Questão de Direito Processual Civil - Novo Código de Processo Civil - CPC 2015 — Coisa Julgada no Processo Civil — CESPE / CEBRASPE 2025
Direito Processual Civil - Novo Código de Processo Civil - CPC 2015›Coisa Julgada no Processo Civil
Código
ce215993
Banca
CESPE / CEBRASPE
Órgão
TCE-MS
Ano
2025
Nível
Superior
Cargo
Analista de Controle Externo - Área: Direito
A respeito da sentença e da coisa julgada, assinale a opção correta.
AA coisa julgada recai somente sobre a questão principal discutida, não produzindo, em nenhuma hipótese, efeitos em relação a questões prejudiciais.
BA coisa julgada formal impede a rediscussão da matéria em outro processo judicial.
CPor vontade das partes, a coisa julgada é passível de revisão a qualquer tempo.
DDenomina-se coisa julgada material a autoridade que torna imutável e indiscutível a decisão de mérito não mais sujeita a recurso.
ETransitada em julgado a decisão de mérito, serão consideradas deduzidas e repelidas apenas as alegações e as defesas que a parte tenha apresentado tanto em relação ao acolhimento quanto à rejeição do pedido.
Revelar gabarito e comentário▾
GabaritoD — Denomina-se coisa julgada material a autoridade que torna imutável e indiscutível a decisão de mérito não mais sujeita a recurso.
Comentário gerado por IA. É um apoio ao estudo, ancorado em fontes, mas pode conter imprecisões — confira sempre na fonte oficial (lei, súmula, edital e gabarito da banca). Encontrou um erro? Use “Reportar”.
Sentença e Coisa Julgada (CPC/2015)
Gabarito: letra D. O art. 502 do CPC/2015 define coisa julgada material como a autoridade que torna imutável e indiscutível a decisão de mérito não mais sujeita a recurso. As demais alternativas contêm imprecisões: A nega a possibilidade de coisa julgada sobre questões prejudiciais (admitida pelo CPC/2015 sob certas condições); B confunde a coisa julgada formal (preclusão endoprocessual) com a material; C afirma que as partes podem rever a coisa julgada a qualquer tempo, o que é falso (exige ação rescisória dentro de 2 anos); E restringe indevidamente o alcance do art. 508, que considera deduzidas todas as alegações que a parte poderia opor, não apenas as apresentadas.
Coisa julgada (CPC/2015): Material (art. 502) (Decisão de mérito, Imutável e indiscutível, Não mais sujeita a recurso); Formal (Preclusão endoprocessual, Rediscussão no mesmo processo); Questão prejudicial (art. 503, §1º) (Pode transitar em julgado, Requisitos: contraditório e competência); Desconstituição (Ação rescisória (art. 966), Prazo decadencial de 2 anos (art. 975)); Efeito do trânsito (art. 508) (Alegações que a parte poderia opor, Não apenas as apresentadas)
Alternativa A — ❌ Incorreta
Afirma que a coisa julgada recai somente sobre a questão principal e nunca sobre questões prejudiciais. O CPC/2015 inovou ao permitir que a questão prejudicial, desde que resolvida com contraditório e competência, também transite em julgado (art. 503, §1º). Portanto, a afirmação é falsa por negar essa possibilidade.
Alternativa B — ❌ Incorreta
A coisa julgada formal impede a rediscussão da matéria dentro do mesmo processo (preclusão), mas não em outro processo. Já a coisa julgada material é que torna a decisão imutável e indiscutível também fora do processo (art. 502). Assim, a alternativa troca os institutos.

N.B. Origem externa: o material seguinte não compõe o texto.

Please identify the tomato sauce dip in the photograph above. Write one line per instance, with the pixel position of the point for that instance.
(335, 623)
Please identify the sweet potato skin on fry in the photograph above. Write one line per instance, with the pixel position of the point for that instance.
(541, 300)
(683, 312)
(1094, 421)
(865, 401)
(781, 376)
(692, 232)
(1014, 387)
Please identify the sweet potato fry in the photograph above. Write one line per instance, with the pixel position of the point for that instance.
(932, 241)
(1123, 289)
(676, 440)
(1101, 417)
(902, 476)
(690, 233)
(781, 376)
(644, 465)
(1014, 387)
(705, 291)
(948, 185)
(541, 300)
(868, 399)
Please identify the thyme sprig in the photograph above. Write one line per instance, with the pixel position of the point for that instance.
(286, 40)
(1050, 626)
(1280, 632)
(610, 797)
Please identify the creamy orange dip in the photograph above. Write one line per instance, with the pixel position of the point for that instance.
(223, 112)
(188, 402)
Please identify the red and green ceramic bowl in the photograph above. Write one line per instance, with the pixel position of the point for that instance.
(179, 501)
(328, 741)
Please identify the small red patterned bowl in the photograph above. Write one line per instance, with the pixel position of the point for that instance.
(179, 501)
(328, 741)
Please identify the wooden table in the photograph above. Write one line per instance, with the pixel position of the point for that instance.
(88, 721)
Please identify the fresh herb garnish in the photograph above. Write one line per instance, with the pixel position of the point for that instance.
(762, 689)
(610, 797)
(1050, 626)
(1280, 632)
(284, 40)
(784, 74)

Alternativa C — ❌ Incorreta
A coisa julgada não pode ser revista por simples vontade das partes. Para desconstituí-la, é necessária ação rescisória (art. 966 do CPC/2015), que possui prazo decadencial de 2 anos (art. 975). Portanto, não é possível revisão a qualquer tempo.
Alternativa D — ✅ Correta ⟵ GABARITO
A definição coincide exatamente com o art. 502 do CPC/2015: "Denomina-se coisa julgada material a autoridade que torna imutável e indiscutível a decisão de mérito não mais sujeita a recurso." A alternativa está correta.
Alternativa E — ❌ Incorreta
O art. 508 do CPC/2015 estabelece que, transitada em julgado a decisão de mérito, consideram-se deduzidas e repelidas todas as alegações e defesas que a parte poderia opor, não apenas as que apresentou. A alternativa restringe indevidamente o alcance da preclusão.
NÃO CAIA NESSA!
A banca explora a diferença entre o CPC/1973 e o CPC/2015 (alternativa A) e a confusão entre coisa julgada formal e material (alternativa B). Fique atento: no CPC/2015, a questão prejudicial pode sim transitar em julgado; e a coisa julgada formal opera apenas dentro do mesmo processo.